Optimization

Table Structure

  • longer, narrower tables are generally better than wide, short tables
  • tradeoff between query speed and index size
  • NULLs
  • 3NF
    • Idea: don’t duplicate data, use keys and more tables; keep like with like

Keys & Indices

  • PRIMARY: every row should have a unique identifier
    • a table may have only one PRIMARY key
    • generally bad practice not to have a PRIMARY KEY
  • INDEX (see below)
  • UNIQUE: unlike PRIMARY, can have NULLs
  • search may be \(O(\log{n})\) instead of \(O(n)\)
  • Optimizing queries with EXPLAIN

Foreign Keys

Partitioning

Housekeeping

Example

DROP INDEX IF EXISTS individuals_state_idx;
DROP INDEX IF EXISTS committees_cmte_st_idx;

-- wicked slow, running time forever...
-- note sequential scans
EXPLAIN SELECT sum(1) as N FROM committees c
JOIN individuals i ON c.cmte_st = i.state
WHERE i.state = 'MA';

-- Build index on big table
CREATE INDEX ON individuals (state);

-- now it uses the index, running time 
EXPLAIN SELECT sum(1) as N FROM committees c
JOIN individuals i ON c.cmte_st = i.state
WHERE i.state = 'MA';

-- Build index on small table
CREATE INDEX ON committees (cmte_st);

-- now it uses BOTH indexes, running time 
EXPLAIN SELECT sum(1) as N FROM committees c
JOIN individuals i ON c.cmte_st = i.state
WHERE i.state = 'MA';

Activity

Questions

  1. An entity relationship schema shows how _____are related to each other in a database.
  2. A primary key ____-ly identifies an observation in a ____.
  3. A primary key in one table can be a foreign key in another table.

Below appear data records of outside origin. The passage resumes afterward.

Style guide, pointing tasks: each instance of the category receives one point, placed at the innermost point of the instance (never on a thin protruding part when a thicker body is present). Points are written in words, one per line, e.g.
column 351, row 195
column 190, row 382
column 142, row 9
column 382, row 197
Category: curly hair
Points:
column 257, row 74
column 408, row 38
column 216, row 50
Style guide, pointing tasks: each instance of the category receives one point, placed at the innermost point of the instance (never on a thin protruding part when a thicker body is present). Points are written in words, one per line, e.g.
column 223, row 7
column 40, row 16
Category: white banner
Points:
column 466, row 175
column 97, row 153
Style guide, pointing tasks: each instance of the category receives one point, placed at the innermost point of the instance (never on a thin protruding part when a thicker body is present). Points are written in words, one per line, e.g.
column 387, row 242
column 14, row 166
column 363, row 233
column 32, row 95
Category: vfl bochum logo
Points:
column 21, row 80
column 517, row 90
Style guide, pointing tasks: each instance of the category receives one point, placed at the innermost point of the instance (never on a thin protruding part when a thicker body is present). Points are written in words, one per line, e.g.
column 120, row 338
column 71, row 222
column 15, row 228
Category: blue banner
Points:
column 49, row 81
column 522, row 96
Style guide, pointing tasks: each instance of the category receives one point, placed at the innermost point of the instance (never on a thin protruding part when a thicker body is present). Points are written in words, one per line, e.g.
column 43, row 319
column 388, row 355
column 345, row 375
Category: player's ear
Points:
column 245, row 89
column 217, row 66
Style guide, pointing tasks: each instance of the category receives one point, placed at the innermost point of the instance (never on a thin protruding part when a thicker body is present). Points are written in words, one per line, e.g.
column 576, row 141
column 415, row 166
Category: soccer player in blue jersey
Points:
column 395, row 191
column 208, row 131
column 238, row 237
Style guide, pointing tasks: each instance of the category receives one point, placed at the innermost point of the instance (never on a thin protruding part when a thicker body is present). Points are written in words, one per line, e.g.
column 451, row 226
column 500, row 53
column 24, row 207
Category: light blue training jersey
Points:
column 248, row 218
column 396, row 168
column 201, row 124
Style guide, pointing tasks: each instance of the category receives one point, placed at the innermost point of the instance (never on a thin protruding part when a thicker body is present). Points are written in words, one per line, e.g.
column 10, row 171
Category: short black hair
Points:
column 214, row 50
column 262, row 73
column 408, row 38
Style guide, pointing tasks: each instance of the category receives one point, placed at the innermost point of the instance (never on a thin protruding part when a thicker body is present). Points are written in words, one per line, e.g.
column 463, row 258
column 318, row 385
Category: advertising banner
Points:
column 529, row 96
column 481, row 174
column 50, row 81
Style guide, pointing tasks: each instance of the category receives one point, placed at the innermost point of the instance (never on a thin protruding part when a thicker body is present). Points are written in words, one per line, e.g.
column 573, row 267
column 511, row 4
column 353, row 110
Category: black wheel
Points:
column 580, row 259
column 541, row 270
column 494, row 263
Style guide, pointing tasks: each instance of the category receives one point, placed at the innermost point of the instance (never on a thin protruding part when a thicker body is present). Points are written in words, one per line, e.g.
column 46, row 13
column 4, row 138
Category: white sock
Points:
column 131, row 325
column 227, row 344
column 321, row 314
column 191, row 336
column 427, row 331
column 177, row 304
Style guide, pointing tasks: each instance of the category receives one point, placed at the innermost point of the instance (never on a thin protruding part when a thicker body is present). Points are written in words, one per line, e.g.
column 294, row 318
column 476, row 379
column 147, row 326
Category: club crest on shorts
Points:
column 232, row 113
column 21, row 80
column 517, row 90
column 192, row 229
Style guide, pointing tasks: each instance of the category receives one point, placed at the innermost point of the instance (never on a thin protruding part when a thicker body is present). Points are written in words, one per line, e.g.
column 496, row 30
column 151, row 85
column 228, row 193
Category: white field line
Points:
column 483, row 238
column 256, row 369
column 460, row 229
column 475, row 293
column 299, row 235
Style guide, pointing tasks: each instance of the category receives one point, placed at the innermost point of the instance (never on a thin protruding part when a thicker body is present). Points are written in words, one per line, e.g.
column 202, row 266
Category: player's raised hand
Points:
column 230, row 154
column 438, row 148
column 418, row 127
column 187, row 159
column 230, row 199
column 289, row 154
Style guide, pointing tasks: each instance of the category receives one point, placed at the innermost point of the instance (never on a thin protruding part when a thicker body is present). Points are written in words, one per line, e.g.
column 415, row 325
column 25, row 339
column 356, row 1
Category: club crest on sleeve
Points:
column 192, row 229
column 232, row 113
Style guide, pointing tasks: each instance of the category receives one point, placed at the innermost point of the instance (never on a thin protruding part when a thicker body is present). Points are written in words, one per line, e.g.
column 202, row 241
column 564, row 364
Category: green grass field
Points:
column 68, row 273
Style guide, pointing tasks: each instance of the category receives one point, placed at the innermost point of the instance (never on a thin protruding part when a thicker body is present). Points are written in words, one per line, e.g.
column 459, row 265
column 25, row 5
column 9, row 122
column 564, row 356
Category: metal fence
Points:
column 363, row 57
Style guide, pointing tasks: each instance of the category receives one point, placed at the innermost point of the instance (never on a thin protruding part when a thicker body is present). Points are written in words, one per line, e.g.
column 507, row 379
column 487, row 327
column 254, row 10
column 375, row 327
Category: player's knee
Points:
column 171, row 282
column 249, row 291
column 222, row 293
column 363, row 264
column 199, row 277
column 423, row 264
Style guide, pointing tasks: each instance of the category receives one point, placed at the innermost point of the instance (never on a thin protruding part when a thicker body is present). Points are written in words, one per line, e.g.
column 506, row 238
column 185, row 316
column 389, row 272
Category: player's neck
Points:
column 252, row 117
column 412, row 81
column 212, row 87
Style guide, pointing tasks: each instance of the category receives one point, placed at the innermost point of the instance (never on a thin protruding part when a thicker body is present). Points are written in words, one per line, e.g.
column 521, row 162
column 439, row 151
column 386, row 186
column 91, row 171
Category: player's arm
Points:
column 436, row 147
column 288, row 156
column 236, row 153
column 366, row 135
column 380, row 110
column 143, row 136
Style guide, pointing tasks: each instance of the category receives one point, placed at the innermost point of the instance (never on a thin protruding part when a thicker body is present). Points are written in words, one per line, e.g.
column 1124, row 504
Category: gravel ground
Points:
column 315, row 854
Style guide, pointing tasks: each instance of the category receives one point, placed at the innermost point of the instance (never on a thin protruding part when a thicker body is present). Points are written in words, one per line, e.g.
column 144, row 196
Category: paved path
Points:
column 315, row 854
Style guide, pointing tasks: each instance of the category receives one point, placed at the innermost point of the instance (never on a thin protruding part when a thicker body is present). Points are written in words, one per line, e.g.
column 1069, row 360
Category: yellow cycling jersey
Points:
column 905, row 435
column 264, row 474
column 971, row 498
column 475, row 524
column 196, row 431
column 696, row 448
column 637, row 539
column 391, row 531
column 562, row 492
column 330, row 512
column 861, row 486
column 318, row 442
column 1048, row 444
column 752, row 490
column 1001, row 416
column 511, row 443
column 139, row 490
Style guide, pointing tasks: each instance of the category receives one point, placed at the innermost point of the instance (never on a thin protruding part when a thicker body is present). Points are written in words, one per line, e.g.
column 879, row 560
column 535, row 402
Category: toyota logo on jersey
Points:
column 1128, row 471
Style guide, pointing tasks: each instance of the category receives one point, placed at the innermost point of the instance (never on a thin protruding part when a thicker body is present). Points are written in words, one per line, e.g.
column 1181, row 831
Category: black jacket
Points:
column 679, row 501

Can the foreign key alone uniquely describe a row of data in a table?
  4. What’s the purpose of primary keys and foreign keys?
  5. Can primary keys have repeat values in a table?
  6. Can foreign keys have repeat values in a table?
  7. Are primary and foreign keys related only through one-to-one relationships?